Nous avons principalement traité des obstacles à la paix, de la stratégie du peuple palestinien, des attentes vis-à-vis du mouvement de solidarité.
Pour Bernard Ravenel, un des principaux obstacles à la paix est le déséquilibre des forces, avec la puissance militaire considérable de l'Etat d'Israël, et les coups très durs pris par la résistance palestinienne depuis le début des années 2000. Jamal Zahalka estime que l'Etat d'Israël n'est aujourd'hui pas mûr pour la paix, le pouvoir continue à se "droitiser" et à mettre tous les obstacles possibles à la paix, et les réactions de solidarité des citoyens juifs d'Israël sont très faibles.
Le débat s'est alors engagé alors sur la stratégie pour le peuple palestinien aujourd'hui. Safwat Ibraghit a assuré que les négociations en cours n'impliquaient aucun renoncement aux droits du peuple palestinien, Jamal Zahalka estimant, lui, que ces négociations affaiblissent la position du peuple palestinien. Pour lui, la solution à deux Etats est morte, celle à un seul Etat n'existe pas encore de manière crédible, en attendant il faut se battre pour l'égalité des droits.
Arafat Amro a donné sur ce point sa position personnelle, de citoyen palestinien engagé, vivant sous occupation et ayant comme beaucoup d'autres passé plusieurs années en prison: il croit encore à la solution à deux Etats, si elle est soutenue par un mouvement populaire palestinien, par des positions fermes des pays arabes et de la communauté internationale. Il a rappelé l'importance de l'unité du peuple palestinien, et indiqué que, si tout le monde est d'accord sur le mot "résistance", les avis divergent sur les modalités de cette résistance. Tout en rappelant que c'est l'affaire du peuple palestinien, Bernard Ravenel a donné, pour sa part, quelques points de repère essentiels:
- s'appuyer sur la légalité internationale, principale force des Palestiniens;
- les négociations doivent partir des résolutions de l'ONU qui constituent le Droit, elles ne doivent pas avoir pour objet de discuter ce Droit ;
- il n'y a pas de négociation sans résistance, pas de résistance sans négociation ; aujourd'hui, la négociation a échoué, mais la résistance armée aussi ; la résistance non armée est la seule capable de réaliser l'unité des Palestiniens,
- toute stratégie doit être soutenue par l'opinion publique mondiale et rechercher le soutien des Etats dans le monde.
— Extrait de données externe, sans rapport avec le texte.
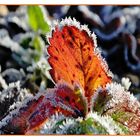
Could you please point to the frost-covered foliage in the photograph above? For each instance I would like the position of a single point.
(29, 106)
La solidarité du mouvement citoyen plus que jamais nécessaire

Yaël Lerer, en tant que militante juive israélienne du parti Balad, et en tant que militante de la Coalition des Femmes pour la Paix, a rappelé d'abord que la solidarité internationale doit s'appuyer sur une vision claire du côté palestinien : on cherche la manière de vivre ensemble. Elle a rappelé la responsabilité politique du mouvement de solidarité en France, qui est de s'opposer à la politique du Président de la République qui soutient inconditionnellement l'Etat d'Israël. Elle a rappelé toute l'importance dans ce contexte de la campagne BDS, soutenue aussi en Israël par la Coalition des Femmes pour la Paix qui animent le site internet "Who Profits ?"

Plus que jamais, la mobilisation citoyenne, dont les Six Heures pour la Palestine sont une expression forte, doit jouer un rôle essentiel pour une paix réelle fondée sur le respect du Droit.